Noriko Oyama-Manabe1, Osamu Manabe2, Ichizo Tsujino3, Hiroshi Ohira3, Tadao Aikawa4, Kohsuke Kudo1, and Noriko Oyama-Manabe1

1Diagnostic and Interventional Radiology, Hokkaido University Hospital, Sapporo, Japan, 2Nuclear Medicine, Hokkaido University Hospital, 3First Department of Medicine, Hokkaido University Hospital, 4Department of Cardiovascular Medicine, Hokkaido University Hospital

Synopsis

Thirty-three patients with pulmonary hypertension (PH) and age-, sex-matched 15 controls were retrospectively evaluated. The pulmonary artery to ascending aortic ratio (PA-A ratio) measured by cardiac MRI was significantly higher in PH patients than that in controls. The patients with pulmonary arterial hypertension showed a significantly higher PA-A ratio compared to patients with other causes of PH. Increased PA-A ratio showed significant correlations with right ventricular (RV) dilatation and decreased RVEF. The PA-A ratio showed high sensitivity and specificity for detection of PH. The PA-A ratio using cardiac MRI is an easy surrogate marker for detection of RV dysfunction and PH.

PURPOSE

Cardiac magnetic resonance imaging (CMRI) can quantify right ventricular (RV) volumes, ejection fraction and provide morphological information such as diameters of great vessels1. Wells et al. reported that increased size of the pulmonary artery could be the result of pulmonary hypertension2. Relative pulmonary artery enlargement, as determined by a pulmonary artery to ascending aortic ratio (PA-A ratio) may identify patients with pulmonary vascular disease2,3. The aim of this study was to investigate the diagnostic power of the PA-A ratio by CMRI in PH patients. We correlated the PA-A ratio with RV functional parameters (RV end-diastolic volume (EDV), end-systolic volume (ESV), and ejection fraction (EF)) and the results of right heart catheterization (RHC).

METHODS

The institutional review board approved the retrospective study and waived the requirement for informed consent. Thirty-three patients (9 males, age 57±16 years old) with PH (mean pulmonary artery pressure (PAP) >25 mmHg) between December 2009 and September 2015 were enrolled in this study. CMRI was performed as a part of clinical routine. Fifteen age and sex matched patients with normal RV function (RVEF ≧ 45%) and no cardiac disease (no late gadolinium enhancement and pulmonary hypertension) were enrolled as the control group. CMRI was performed with a 1.5 T whole body scanner Achieva (Philips Medical System, Best, The Netherlands), equipped with a 32-channel phased-array coil. Functional cardiac imaging including trans-axial and left ventricular short axis planes was performed by breath-hold segmented k-space steady-state free precession (SSFP) techniques (TR/TE/FA, 3.5/1.75 ms/ 60°; spatial resolution, 2.97×2.86×8mm; slice thickness 10mm; matrix: 128×108; 20phases).
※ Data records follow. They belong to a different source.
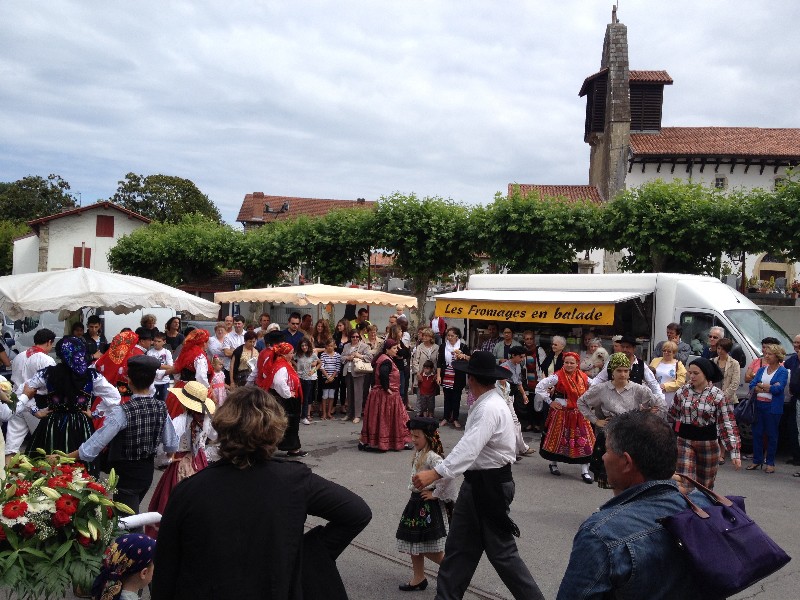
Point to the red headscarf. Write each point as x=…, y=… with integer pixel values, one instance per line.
x=572, y=385
x=279, y=353
x=193, y=346
x=113, y=365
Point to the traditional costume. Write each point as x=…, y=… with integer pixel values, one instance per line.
x=424, y=523
x=568, y=434
x=385, y=416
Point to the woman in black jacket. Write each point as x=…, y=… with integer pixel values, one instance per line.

All CMRI measurements were performed by a blinded cardiovascular radiologist unaware of the RHC results using View Forum (Extended MR Work Space: ver. 2.6.3; Philips Medical Systems, Best, The Netherlands). Pulmonary artery and ascending aortic diameters were determined from inner-edge to inner edge in trans-axial SSFP end-diastolic phase at the level of the PA bifurcation. Representative images of the pulmonary artery and aortic measurements are given in Fig.1 and 2. LV and RV endocardial borders were semi-automatically traced from the stack of cine images to obtain EDV and ESV. RHC was performed within 2 weeks in patients with PH. In controls, 13 patients underwent echocardiography instead of RHC and systolic PAP was estimated. One-way ANOVA was used to test the differences in RV volume parameters and the PA-A ratio between the PH and control groups. The PH group was also divided into pulmonary arterial hypertension/pulmonary veno-occlusive disease (PAH) and other PH groups (lung PH and chronic thromboembolic PH). Differences in the PA-A ratio among different groups were assessed by Tukey-HSD test. Correlations between the PA -A ratio and results of RV volume analysis and RHC were evaluated by linear regression analysis. Sensitivity and specificity of the PA-A ratio and a diameter of pulmonary artery for detection of PH was verified by a ROC-curve analysis. All statistical analyses were performed using JMP 12.0.1 (SAS institute, Cary, NC, USA).

RESULTS

Results of CMRI and RHC are summarized in Fig.3. RV volumes and RVEF differed between the PH and controls (p<0.0001 for all), while LVEF did not differ between groups (p=0.12). The PA-A ratio in PH patients (1.11 ± 0.03) was significantly higher than that in controls (0.80 ± 0.05) (p<0.0001). The diameter of PA (31.7 ± 0.8mm) was significantly larger in PH than that in controls (23.9 ± 1.2mm) (p<0.0001), while there was no such difference in the aortic diameter (p=0.28).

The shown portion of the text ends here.